The stars of BBC Local Radio are not Desmond Lynam (Brighton) and Jenni Murray (Bristol), who have moved on to become household names. They are the broadcasters who have remained staunchly local - such as Billy Butler on Merseyside, the combative Allan Beswick at GMR (Manchester) and Frank Wappat in the north-east. They are still distinctive characters. Many younger broadcasters could be (and are) interchangeable between stations.

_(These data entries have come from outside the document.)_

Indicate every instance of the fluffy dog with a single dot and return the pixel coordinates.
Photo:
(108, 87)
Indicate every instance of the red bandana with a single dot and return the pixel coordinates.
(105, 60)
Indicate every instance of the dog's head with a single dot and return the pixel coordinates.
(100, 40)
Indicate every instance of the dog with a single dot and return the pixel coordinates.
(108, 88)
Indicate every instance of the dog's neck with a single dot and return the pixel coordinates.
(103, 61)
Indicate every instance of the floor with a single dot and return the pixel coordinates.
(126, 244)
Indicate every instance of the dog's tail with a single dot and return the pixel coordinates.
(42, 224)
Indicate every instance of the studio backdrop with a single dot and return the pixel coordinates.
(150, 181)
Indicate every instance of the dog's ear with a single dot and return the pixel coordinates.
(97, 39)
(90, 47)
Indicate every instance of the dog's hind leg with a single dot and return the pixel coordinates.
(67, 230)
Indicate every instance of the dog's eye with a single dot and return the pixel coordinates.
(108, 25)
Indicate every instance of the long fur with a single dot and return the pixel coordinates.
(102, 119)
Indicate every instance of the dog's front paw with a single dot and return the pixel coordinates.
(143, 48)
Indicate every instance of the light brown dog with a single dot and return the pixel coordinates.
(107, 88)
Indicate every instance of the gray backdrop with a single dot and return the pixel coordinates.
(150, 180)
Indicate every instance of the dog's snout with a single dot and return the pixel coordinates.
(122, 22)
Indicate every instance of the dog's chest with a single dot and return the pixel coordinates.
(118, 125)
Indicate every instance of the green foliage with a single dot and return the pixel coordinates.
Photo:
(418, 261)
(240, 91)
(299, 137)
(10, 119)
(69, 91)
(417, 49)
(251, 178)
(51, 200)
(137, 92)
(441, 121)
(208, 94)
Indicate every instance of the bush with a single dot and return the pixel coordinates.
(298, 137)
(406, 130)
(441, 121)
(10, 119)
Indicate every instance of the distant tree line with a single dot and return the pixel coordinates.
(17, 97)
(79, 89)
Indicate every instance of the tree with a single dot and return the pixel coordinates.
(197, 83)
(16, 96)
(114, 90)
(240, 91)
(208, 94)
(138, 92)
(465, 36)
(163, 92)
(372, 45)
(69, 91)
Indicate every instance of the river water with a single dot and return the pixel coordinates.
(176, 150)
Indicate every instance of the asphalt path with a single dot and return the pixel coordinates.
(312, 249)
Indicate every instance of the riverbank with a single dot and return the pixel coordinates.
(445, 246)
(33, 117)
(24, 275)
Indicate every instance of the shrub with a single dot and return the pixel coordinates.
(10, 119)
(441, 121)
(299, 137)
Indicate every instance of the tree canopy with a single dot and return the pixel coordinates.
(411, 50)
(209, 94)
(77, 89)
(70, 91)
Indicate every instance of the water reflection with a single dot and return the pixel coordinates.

It is not the young ones' fault, nor is it the fault of their station managers (or editors, as they are now known). It is the result of central policy. It began with a centrally approved playlist. Increasingly regarded by the BBC as a unified network, the local stations were then given uniform logos and identical on-air promotion. When Radio 2 began to aim for a younger audience, Local Radio was given the task of reaching less affluent, C2DE pensioners - or, as one editor put it, "poor, sad old gits". Now Operation Bullseye has decided that old people are getting younger, and that they all want the same thing, wherever they live.

Breakfast shows must be all-speech, but "that doesn't mean all news". So Radio Norfolk's once-authoritative breakfast show (formerly required listening for all county and city councillors) is now dominated by fatuous phone-ins. Similarly, a typical half-hour segment of the Peterborough breakfast show from BBC Cambridgeshire includes five minutes of news, three short reports or interviews and 14 minutes of prattle from a presenter and his sidekick, inviting listeners to name a television theme tune and reading out e-mails and text messages.

The BBC's Local Radio directorate may trumpet its audience figures and point out that Operation Bullseye requires stations to provide an "up-to-the-minute news service", "space for local issues to be debated in depth" and "information which helps [listeners] live their life". But the directorate is also demanding the same brand nationwide: output that makes Dave and Sue chuckle. Dave and Sue don't want arts or political coverage, controversy or even reality. In fact, they don't want local public service broadcasting - which is why it is no longer on offer.

David Self was radio correspondent for the Listener

This article first appeared in the 28 February 2005 issue of the New Statesman, Can free trade be fair trade?